多発性嚢胞腎とは
3.(4) 高血圧の治療

高血圧の治療に大切なことを説明する。
それはライフスタイルを適正にすること、中でも大事なことは食事中の塩分摂取量である。
普通の人は塩分を1日12gぐらい摂っているが、主治医の指導のもとに、それを9g、
7gに減らすことが必要である。
またそれ以外に、体重が標準体重よりも多い人は減らすような食事をし、
適度な運動をすること、これだけでも血圧は下がる。
喫煙をしている人はやめた方がいいし、脳動脈瘤の合併症がある人は、
さらに血圧の治療を厳密にやった方がいい。
もちろん必要ならば血圧を下げる薬を飲むことも大切である。

それでは血圧を下げるにはどのような薬を使うかというと、
レニン・アンギオテンシンが高くなるので、それを抑える薬である。
例えばアンギオテンシン変換酵素阻害薬とか、最近ではアンギオテンシン受容体拮抗薬、 あるいはβブロッカーを使っている。
また塩分が体にたまるので、利尿薬も適当に使う。
この2つを使っても十分に血圧が下がらないときには、カルシウム拮抗薬とか、
αブロッカーも併せて使う。
しかし血圧をどれくらいまで下げたらいいかについては、まだはっきりした結論は出ていない。

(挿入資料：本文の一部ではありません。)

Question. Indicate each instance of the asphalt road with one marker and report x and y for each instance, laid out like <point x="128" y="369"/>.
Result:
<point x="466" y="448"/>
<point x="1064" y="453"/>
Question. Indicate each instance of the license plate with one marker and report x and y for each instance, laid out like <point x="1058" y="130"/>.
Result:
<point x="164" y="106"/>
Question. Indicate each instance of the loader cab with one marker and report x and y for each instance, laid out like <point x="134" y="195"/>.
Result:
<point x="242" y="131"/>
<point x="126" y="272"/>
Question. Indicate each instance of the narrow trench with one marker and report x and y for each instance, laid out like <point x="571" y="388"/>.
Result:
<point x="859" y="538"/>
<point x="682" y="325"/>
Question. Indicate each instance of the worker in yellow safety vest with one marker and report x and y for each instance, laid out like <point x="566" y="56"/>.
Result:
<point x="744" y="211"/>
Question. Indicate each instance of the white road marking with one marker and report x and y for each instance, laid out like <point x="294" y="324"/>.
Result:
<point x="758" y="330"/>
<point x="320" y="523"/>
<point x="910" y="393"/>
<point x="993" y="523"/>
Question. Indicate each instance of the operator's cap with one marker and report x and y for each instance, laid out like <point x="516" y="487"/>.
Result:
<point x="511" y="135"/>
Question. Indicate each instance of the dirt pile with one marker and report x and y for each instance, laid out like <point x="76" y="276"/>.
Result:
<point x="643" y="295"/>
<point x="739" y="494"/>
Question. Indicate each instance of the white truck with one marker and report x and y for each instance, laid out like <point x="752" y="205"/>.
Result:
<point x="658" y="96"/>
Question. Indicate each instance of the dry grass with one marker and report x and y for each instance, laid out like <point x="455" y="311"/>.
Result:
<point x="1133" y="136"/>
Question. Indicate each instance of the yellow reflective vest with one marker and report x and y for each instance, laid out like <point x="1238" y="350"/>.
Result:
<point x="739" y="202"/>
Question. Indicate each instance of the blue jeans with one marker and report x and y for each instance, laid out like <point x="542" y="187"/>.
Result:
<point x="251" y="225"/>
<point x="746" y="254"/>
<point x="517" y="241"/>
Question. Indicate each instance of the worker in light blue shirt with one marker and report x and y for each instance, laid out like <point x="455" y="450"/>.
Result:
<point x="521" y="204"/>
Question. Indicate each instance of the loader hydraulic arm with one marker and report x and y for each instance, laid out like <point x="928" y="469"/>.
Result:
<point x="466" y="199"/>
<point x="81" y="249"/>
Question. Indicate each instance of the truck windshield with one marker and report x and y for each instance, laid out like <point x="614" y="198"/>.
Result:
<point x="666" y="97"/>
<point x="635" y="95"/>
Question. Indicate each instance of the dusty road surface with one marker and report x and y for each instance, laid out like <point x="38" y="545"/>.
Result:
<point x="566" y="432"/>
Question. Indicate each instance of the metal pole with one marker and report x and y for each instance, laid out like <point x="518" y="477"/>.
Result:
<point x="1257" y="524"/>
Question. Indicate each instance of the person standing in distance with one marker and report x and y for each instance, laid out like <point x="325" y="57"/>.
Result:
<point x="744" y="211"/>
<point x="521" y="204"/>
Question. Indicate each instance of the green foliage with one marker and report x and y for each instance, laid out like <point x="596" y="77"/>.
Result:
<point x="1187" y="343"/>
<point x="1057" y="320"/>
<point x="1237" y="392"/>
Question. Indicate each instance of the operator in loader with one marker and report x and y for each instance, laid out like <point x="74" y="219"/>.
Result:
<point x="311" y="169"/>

アメリカの研究で、腎機能が非常に悪いときに、血圧を極端に下げるのはあまり よくないのではないかという意見もある。
日本では一応、上が130mmHg、下が80 mmHgから85 mmHg、ヨーロッパでは130/80 mmHg、 140/90 mmHg、WHOでは130/85 mmHgから125/75 mmHgというのが平常の上限で、 これらの値以下がいいことになっている。私どもは上が130 mmHg以下、
下が85 mmHg以下になるように治療している。